Eigentlich wollten die Campingplatzbetreiber Oliver und Sonja Bier noch bis zum Morgen abwarten. Weil das Wasser immer weiter stieg, evakuierten sie allerdings schon gestern Abend gegen 21 Uhr ihren Campingplatz - 80 Gäste waren davon betroffen. Sie mussten ihre Wohnwägen und Wohnmobile umstellen auf einen anderen Stellplatz, der mehr Abstand zum Rhein hat und etwas höher liegt. Die Aktion verlief reibungslos, gegen 1 Uhr nachts seien alle Gäste evakuiert, so Bier. Außerdem wurden vorsorglich Stromkästen abgeschaltet, um Stromschläge zu vermeiden.

Sonja und Oliver Bier betreiben den Rhein-Camping-Platz in Waldshut bereits seit 30 Jahren.
Sonja und Oliver Bier betreiben den Rhein-Camping-Platz in Waldshut bereits seit 30 Jahren.

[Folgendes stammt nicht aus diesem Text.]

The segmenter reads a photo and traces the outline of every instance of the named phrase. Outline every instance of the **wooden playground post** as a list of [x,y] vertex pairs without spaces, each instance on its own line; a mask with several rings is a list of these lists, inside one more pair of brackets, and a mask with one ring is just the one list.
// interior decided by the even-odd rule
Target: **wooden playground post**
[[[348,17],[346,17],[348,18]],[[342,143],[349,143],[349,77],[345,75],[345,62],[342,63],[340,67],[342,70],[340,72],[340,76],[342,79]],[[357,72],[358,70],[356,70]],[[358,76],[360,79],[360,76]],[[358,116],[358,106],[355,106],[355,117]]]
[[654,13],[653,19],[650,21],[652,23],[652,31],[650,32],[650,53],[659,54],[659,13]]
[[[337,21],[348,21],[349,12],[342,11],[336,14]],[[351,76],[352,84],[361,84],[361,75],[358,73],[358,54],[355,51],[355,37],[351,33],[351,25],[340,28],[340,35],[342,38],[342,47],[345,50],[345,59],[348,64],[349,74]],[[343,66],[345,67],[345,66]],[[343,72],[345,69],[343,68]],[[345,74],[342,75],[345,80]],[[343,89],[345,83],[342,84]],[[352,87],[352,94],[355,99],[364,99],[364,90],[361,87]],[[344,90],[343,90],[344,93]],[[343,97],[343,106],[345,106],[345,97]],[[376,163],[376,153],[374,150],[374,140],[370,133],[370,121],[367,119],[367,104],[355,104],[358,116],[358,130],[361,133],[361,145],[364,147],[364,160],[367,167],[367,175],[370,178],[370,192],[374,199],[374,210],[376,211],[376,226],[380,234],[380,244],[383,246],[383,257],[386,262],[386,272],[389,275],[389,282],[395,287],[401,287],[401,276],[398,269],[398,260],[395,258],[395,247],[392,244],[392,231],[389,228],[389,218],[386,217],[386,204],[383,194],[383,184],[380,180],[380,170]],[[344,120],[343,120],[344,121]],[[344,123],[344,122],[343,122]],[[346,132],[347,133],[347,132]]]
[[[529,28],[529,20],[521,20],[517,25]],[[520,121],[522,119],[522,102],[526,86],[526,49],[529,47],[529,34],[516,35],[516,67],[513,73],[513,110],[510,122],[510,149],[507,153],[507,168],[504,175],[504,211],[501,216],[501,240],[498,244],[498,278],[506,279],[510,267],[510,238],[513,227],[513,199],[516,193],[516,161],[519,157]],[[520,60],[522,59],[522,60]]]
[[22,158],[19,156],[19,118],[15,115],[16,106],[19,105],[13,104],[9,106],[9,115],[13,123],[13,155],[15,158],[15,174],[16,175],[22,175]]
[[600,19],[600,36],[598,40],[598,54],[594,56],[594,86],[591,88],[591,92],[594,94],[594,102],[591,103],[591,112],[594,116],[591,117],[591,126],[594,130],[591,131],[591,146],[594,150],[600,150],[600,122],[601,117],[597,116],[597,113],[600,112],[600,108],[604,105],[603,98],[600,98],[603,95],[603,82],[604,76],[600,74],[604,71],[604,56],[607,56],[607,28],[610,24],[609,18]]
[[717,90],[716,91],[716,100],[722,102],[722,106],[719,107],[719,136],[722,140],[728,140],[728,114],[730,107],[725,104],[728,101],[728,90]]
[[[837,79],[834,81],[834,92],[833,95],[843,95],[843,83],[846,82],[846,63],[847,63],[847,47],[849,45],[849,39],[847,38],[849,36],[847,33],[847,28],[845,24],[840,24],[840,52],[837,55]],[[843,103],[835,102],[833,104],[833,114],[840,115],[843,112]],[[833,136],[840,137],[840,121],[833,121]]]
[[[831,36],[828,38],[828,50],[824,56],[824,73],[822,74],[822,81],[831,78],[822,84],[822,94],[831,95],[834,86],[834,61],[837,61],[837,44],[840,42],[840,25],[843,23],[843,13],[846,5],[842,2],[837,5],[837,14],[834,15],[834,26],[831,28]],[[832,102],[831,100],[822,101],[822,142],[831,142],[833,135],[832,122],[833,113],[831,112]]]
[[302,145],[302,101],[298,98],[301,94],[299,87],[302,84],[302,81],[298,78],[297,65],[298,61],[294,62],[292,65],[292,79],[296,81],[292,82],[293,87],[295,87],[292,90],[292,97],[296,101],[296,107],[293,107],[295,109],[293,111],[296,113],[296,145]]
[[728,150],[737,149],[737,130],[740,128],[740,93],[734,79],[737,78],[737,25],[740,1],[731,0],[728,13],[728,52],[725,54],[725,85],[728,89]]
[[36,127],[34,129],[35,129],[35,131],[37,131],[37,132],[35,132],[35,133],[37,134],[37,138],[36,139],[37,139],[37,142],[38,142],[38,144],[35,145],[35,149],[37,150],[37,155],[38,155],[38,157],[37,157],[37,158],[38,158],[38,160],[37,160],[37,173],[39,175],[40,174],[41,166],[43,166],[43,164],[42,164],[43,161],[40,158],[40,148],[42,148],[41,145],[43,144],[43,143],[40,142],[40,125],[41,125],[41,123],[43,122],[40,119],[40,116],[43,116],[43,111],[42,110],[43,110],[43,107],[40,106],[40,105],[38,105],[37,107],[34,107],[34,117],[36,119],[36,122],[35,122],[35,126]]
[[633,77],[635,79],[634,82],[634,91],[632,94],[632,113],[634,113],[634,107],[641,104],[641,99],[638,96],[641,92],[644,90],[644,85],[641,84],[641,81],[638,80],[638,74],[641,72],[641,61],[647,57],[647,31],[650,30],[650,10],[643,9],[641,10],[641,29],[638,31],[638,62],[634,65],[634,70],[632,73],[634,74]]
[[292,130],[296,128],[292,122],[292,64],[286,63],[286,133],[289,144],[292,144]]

Stadt Waldshut-Tiengen bittet, den Pegelstand zu beobachten

Auch die Stadt Waldshut-Tiengen habe wegen der Regenfälle mit Überschwemmungen beim Campingplatz gerechnet. Außerdem sei die Minigolfanlage und das Schwimmbad gefährdet. Die Stadt fordert die Bürgerinnen und Bürger auf, die Pegelstände aufmerksam zu beobachten.

In Hauenstein bei Laufenburg (Kreis Waldshut), zehn Kilometer rheinabwärts der Stadt, lag der Rheinpegel am Freitag bei etwas mehr als acht Metern. Der wirke sich nun auch auf den Hochrhein aus, bestätigt ein Polizeisprecher. Der Betrieb der Fähre über den Rhein wurde bereits am Freitag eingestellt. Im Bereich des Polizeipräsidiums Freiburg habe es in der Nacht auf Samstag keine Einsätze wegen des Regens gegeben.